A typical manual design will layout 176 multipliers and 136 adders all in parallel. This will take 4 cycles to complete the computation. However, the multipliers are in IDLE state for 9 cycles and wasted. On the other extreme, an area-constraint solution will reuse one multiplier and one adder, but has to take more than 176 cycles. The most area/time efficient architecture in 10 cycles is to reuse 22 multipliers and 15 adders as the pipelined operations.
The multiplexing of so many multipliers in manual RTL layout could be very difficult and time consuming. Moreover, for a changed specification such as the chip rate or clock rate, we can rapidly reschedule the design to meet the real-time requirement by using the minimum hardware resource. The similar design method is applied for the FIR and channel estimation.
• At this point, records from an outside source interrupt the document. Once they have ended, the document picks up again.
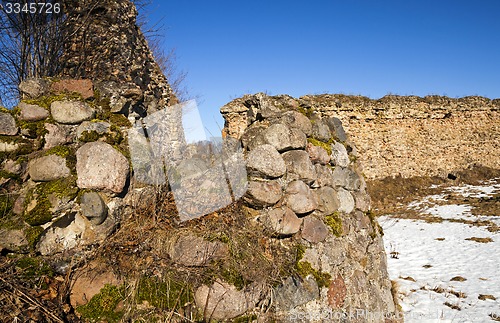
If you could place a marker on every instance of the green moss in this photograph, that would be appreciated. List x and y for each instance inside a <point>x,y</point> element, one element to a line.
<point>119,120</point>
<point>164,294</point>
<point>334,222</point>
<point>325,145</point>
<point>377,229</point>
<point>102,307</point>
<point>245,319</point>
<point>33,235</point>
<point>304,269</point>
<point>46,100</point>
<point>33,267</point>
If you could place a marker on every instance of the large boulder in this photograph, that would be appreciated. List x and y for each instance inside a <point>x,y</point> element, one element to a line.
<point>100,166</point>
<point>48,168</point>
<point>32,112</point>
<point>71,112</point>
<point>300,198</point>
<point>265,161</point>
<point>7,125</point>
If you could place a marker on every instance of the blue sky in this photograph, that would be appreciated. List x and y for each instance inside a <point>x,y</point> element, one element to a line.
<point>372,48</point>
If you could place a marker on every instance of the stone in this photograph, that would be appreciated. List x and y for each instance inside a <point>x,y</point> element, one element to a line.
<point>300,198</point>
<point>299,166</point>
<point>327,200</point>
<point>71,112</point>
<point>84,87</point>
<point>339,156</point>
<point>48,168</point>
<point>297,120</point>
<point>324,175</point>
<point>100,127</point>
<point>283,221</point>
<point>347,203</point>
<point>295,292</point>
<point>222,301</point>
<point>284,138</point>
<point>336,127</point>
<point>93,207</point>
<point>317,154</point>
<point>56,135</point>
<point>263,193</point>
<point>34,88</point>
<point>7,147</point>
<point>253,137</point>
<point>100,166</point>
<point>314,230</point>
<point>321,131</point>
<point>32,112</point>
<point>265,161</point>
<point>7,125</point>
<point>337,293</point>
<point>12,167</point>
<point>194,251</point>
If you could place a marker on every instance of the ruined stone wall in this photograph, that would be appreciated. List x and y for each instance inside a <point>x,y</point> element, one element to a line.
<point>407,136</point>
<point>413,136</point>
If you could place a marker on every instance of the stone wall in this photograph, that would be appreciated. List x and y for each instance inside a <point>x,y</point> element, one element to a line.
<point>410,136</point>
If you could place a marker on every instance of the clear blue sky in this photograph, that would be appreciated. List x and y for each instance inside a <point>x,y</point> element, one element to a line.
<point>367,47</point>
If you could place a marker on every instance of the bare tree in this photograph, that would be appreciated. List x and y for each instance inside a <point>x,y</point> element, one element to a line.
<point>31,39</point>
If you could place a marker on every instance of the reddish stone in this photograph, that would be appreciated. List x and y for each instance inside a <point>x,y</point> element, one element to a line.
<point>83,87</point>
<point>337,293</point>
Block-based MIMO-FFT IP Cores
For the multiple FFTs in the tap solver, the keys for optimization of the area/speed are loop unrolling, pipelining and resource multiplexing. Although Xilinx provides FFT IP cores, they are considerably large and much faster than required. For example, a single v32FFT For the MIMO-FFT/IFFT modules, we can reuse the control logic inside the FFT module and schedule the number of FUs more efficiently in the merged mode.
Prototyping Implementation
Based on the above algorithmic and architectural optimizations, we have prototyped the VLSI architecture of a (4 × 4) MIMO equalizer on the Aptix FPGA platform [26] . The correlation window is set to 10 chips for all 4 receive antennas. Fixed-point simulation shows that 8-bit input chip could provide negligible performance loss. To give a safe range, the input chip samples to both the corelator and the channel estimator have 10-bit precision. The 32-point MIMO-FFT module has 16-bit input word length for both the covariance and channel coefficients. To support even faster fading speed, we design the prototyping system for up to 4
updates per slot with an overall tap solving latency requirement of 125µs. In Table. 6, we give the specification of the major design blocks. Overall, we utilize only 4 multipliers to achieve area/time efficient design for 16 merged FFT/IFFT modules. For the L F inverse of the (4×4)
Hermitian sub-matrices, the latency is 38 µs with 6 multipliers. It is also noticed that the different modules have very similar latency, which provides a very balanced pipelining in multiple stages. The overall 124µs meets the real time requirement very closely and gives area efficiency. This efficiency not only benefits from the afore-mentioned algorithmic and architectural optimization, but also from the extensive design space exploration to find the most compact design by meeting the real-time requirement. The integration of the MIMO equalizer into the complete HSDPA transceiver system following the same methodology as in [16] is also being considered.
Conclusion
In this paper, we propose an efficient circulant MIMO chip equalizer for multi-code CDMA downlink by using FFT-based operations to avoid the direct matrix inverse. A comparative study demonstrates very promising performance/complexity tradeoff. VLSI-oriented optimizations are proposed to reduce the number and complexity of FFTs. The inverse of (4 × 4) submatrices is solved by partitioned (2 × 2) submatrices, which leads to dramatically simplified VLSI modules. The VLSI design space is explored extensively for area/time efficiency by a Catapult C based HLS methodology. The VLSI design is validated in a real-time FPGA prototyping system.